Ad ogni modo, al fine di acquisire ulteriori chiarimenti sull’argomento, occorrerà attendere la circolare che, verosimilmente, come ogni anno, il Ministero del Lavoro emanerà sul tema.
Sin da ora, nondimeno, può confermarsi che, ai fini della detassazione, continuerà ad essere necessario il deposito (in forma telematica) dell’accordo decentrato presso la DTL territorialmente competente entro 30 giorni dalla sua sottoscrizione; unitamente all’accordo, inoltre, dovrà essere depositata anche l’autodichiarazione di conformità, redatta mediante l’utilizzo dell’apposito modulo allegato al decreto.
Per i premi di risultato relativi al 2015, il deposito del contratto e della dichiarazione di conformità dovrà avvenire entro i 30 giorni successivi all’entrata in vigore del decreto (coincidente con la pubblicazione dello stesso nella sezione “Pubblicità legale” del sito internet del Ministero del Lavoro).
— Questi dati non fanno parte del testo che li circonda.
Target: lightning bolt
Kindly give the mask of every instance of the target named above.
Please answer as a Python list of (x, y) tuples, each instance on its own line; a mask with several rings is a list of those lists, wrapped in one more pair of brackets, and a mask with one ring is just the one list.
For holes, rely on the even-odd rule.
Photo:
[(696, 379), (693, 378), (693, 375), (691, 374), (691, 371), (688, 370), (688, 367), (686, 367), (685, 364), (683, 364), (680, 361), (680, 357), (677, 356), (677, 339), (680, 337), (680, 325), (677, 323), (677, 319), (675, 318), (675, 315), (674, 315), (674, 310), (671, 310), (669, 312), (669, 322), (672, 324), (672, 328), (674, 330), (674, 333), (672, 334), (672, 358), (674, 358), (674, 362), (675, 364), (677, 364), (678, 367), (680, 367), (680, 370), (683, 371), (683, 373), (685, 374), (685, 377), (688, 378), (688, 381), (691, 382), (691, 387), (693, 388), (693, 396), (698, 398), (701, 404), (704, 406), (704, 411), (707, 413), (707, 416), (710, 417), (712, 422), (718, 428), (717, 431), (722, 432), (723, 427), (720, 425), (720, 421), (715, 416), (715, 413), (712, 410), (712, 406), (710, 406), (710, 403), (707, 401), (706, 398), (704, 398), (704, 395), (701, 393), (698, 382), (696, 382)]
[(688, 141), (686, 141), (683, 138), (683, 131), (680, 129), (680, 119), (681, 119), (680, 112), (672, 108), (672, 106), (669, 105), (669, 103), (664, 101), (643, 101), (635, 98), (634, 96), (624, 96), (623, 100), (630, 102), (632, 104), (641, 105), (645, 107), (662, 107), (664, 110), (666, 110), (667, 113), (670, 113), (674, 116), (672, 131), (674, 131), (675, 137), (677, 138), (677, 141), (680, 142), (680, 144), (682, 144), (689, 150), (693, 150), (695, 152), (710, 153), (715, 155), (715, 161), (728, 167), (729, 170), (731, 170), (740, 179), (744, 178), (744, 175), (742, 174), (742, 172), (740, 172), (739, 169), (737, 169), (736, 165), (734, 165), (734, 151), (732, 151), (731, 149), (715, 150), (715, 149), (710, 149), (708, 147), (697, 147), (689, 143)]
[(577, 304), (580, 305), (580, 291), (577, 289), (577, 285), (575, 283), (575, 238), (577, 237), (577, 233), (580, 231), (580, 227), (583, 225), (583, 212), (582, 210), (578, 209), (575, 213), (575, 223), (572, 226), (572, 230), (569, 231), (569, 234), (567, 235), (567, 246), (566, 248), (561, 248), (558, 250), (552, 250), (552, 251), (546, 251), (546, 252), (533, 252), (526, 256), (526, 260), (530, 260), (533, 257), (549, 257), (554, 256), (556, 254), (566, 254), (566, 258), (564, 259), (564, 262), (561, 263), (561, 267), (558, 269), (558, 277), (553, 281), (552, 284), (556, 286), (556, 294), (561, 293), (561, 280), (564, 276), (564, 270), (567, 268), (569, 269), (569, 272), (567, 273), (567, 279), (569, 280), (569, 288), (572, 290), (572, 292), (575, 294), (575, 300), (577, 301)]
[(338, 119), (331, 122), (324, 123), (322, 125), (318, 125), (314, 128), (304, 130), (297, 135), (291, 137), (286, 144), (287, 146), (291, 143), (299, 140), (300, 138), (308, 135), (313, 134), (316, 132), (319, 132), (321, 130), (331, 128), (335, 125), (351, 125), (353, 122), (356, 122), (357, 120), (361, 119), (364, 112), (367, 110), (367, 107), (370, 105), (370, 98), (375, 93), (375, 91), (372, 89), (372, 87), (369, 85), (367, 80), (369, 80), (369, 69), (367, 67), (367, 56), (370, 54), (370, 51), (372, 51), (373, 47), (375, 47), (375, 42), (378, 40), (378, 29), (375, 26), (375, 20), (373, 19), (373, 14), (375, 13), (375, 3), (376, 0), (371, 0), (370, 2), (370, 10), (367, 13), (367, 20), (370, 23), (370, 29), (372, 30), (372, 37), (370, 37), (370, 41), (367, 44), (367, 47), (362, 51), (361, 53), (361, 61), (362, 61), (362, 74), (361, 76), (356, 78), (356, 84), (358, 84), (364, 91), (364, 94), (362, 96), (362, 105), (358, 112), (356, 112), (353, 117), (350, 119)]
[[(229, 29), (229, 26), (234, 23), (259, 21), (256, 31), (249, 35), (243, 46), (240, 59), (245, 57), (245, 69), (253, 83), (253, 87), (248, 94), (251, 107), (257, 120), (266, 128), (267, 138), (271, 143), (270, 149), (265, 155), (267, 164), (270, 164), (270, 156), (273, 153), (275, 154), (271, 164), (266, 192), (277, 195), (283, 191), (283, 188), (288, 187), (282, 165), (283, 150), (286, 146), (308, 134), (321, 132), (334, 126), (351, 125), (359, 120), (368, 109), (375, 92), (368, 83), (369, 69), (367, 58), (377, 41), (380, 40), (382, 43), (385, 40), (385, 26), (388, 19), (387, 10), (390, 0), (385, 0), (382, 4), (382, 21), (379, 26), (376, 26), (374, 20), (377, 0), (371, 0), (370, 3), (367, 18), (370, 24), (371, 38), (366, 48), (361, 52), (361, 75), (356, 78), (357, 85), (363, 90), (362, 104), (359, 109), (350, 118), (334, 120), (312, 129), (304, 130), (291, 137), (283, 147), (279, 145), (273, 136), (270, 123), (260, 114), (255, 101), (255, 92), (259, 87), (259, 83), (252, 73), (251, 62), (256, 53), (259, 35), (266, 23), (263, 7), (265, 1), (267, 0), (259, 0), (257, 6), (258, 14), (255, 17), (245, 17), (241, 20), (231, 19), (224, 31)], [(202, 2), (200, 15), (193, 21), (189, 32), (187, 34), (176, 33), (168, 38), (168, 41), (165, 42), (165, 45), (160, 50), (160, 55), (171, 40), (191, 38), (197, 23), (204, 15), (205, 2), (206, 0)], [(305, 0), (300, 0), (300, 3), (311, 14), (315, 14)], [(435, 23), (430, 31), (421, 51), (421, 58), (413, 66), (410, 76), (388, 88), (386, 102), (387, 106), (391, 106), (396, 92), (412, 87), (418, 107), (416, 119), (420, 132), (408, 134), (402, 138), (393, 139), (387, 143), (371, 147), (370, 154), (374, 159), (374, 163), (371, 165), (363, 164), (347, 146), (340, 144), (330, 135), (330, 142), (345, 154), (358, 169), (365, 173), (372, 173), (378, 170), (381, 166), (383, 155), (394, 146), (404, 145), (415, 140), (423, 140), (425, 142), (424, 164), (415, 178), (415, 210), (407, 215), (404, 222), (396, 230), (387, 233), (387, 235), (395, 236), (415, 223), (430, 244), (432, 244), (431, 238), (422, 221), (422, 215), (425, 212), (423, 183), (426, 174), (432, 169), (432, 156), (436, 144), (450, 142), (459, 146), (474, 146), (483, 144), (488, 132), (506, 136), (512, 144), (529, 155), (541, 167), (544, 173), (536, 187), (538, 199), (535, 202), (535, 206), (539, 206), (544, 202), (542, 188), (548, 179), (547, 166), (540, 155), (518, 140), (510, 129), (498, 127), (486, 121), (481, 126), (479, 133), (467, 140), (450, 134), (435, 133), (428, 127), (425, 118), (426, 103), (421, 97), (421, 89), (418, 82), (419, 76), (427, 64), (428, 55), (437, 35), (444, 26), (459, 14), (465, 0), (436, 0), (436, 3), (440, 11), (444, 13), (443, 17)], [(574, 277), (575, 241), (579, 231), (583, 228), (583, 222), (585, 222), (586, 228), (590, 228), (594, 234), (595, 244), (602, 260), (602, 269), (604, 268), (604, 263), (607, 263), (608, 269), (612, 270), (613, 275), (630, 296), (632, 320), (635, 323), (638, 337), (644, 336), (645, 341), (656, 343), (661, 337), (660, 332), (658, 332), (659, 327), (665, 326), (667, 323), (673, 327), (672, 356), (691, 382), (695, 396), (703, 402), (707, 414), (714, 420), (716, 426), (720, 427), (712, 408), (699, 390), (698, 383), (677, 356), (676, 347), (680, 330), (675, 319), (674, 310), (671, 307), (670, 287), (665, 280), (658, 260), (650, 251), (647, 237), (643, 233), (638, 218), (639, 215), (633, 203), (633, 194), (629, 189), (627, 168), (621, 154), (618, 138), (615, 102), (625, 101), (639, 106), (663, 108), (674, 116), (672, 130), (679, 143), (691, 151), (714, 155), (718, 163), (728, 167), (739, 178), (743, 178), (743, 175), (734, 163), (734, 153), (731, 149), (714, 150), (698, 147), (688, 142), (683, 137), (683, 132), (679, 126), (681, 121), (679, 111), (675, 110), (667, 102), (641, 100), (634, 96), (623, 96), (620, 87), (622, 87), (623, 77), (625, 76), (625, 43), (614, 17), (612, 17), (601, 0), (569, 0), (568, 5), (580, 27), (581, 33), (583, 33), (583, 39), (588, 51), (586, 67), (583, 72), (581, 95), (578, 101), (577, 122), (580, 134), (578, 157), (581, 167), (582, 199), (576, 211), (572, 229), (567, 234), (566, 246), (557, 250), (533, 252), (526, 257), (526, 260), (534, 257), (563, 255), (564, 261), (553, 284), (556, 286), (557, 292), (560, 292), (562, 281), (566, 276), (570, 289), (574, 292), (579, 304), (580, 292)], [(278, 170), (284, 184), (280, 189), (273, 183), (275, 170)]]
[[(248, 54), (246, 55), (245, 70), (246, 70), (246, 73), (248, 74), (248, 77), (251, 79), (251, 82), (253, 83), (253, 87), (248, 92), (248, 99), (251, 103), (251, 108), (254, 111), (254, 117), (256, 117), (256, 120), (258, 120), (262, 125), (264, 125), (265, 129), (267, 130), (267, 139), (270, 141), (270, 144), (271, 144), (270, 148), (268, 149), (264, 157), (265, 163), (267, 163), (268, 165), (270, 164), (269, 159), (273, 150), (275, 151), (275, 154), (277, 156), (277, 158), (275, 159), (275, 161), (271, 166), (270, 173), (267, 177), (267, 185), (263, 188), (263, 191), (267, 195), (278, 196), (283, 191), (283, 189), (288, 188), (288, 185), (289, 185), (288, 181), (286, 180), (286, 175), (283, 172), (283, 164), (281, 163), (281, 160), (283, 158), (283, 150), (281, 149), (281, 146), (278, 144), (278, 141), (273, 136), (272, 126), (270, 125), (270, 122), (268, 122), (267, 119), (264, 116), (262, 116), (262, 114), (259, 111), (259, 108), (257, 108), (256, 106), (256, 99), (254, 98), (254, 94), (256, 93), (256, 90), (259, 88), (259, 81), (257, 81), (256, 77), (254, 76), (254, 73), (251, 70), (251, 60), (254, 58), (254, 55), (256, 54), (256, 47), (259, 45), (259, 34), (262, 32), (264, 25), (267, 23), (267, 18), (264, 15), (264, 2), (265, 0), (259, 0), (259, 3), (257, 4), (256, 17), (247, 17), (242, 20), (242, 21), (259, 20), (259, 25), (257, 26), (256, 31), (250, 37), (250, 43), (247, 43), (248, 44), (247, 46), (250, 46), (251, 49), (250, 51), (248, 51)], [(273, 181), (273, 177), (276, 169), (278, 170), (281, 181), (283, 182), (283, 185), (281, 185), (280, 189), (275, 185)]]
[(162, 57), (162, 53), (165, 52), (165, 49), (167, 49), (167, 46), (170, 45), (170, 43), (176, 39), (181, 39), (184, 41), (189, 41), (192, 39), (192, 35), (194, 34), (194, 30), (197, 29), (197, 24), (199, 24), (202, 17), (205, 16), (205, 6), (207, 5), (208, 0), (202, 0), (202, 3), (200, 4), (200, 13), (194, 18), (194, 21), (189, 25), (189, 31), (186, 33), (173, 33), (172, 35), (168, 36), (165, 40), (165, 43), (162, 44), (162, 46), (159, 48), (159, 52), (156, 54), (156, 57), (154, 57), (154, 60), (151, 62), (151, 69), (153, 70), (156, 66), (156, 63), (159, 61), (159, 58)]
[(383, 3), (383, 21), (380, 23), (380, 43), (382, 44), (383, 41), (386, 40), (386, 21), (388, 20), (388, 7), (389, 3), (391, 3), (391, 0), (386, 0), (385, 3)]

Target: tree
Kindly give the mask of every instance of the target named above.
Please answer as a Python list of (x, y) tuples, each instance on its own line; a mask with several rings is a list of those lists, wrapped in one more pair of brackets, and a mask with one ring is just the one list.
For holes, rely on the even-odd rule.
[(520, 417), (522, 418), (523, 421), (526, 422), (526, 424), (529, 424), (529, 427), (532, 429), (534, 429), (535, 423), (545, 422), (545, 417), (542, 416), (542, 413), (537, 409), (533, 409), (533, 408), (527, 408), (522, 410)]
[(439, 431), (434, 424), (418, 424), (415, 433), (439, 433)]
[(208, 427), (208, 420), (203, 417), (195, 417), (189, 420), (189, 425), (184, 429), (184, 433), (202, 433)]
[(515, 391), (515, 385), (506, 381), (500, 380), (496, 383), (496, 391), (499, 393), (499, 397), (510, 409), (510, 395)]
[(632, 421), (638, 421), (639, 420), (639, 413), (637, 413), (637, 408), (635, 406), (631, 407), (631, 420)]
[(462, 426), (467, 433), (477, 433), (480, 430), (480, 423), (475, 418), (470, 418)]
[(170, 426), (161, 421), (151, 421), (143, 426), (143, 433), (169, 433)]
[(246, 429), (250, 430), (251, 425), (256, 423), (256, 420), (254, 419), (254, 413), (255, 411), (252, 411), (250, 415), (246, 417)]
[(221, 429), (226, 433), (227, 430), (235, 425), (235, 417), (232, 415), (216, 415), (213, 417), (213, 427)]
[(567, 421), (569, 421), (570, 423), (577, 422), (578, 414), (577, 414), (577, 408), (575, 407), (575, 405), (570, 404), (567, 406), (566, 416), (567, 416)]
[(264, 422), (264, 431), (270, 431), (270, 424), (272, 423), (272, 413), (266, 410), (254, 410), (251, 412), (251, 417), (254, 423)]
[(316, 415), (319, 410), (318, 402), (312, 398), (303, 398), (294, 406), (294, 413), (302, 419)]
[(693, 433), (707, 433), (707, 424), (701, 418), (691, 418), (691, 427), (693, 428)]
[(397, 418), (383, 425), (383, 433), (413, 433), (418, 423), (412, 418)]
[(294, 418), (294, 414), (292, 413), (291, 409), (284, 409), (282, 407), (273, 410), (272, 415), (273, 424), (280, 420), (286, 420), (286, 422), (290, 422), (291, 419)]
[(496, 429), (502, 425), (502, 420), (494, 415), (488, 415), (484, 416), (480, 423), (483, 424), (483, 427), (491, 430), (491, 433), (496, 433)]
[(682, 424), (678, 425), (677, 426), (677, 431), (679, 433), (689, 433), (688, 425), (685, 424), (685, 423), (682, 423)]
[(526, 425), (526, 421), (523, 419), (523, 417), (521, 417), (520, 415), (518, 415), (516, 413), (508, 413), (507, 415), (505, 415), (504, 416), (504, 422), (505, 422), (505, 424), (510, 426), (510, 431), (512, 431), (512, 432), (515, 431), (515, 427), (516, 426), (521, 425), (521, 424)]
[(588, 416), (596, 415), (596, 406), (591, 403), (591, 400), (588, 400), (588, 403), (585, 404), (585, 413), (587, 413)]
Il decreto, inoltre, precisa che l’innalzamento della soglia per la detassazione sino a 2.500 euro sarà riconosciuto qualora gli accordi decentrati prevedano strumenti e modalità di coinvolgimento paritetico dei lavoratori nell’organizzazione del lavoro.

Ciò dovrà realizzarsi attraverso un piano che stabilisca, a titolo esemplificativo, la costituzione di gruppi di lavoro nei quali operano responsabili aziendali e lavoratori finalizzati al miglioramento o all’innovazione di aree produttive o sistemi di produzione, e che prevedono strutture permanenti di consultazione e monitoraggio degli obiettivi da perseguire e delle risorse necessarie nonché la predisposizione di rapporti periodici che illustrino le attività svolte e i risultati raggiunti.
A tali fini, invece, non potranno essere considerati come utili eventuali gruppi di lavoro di semplice consultazione, addestramento o formazione.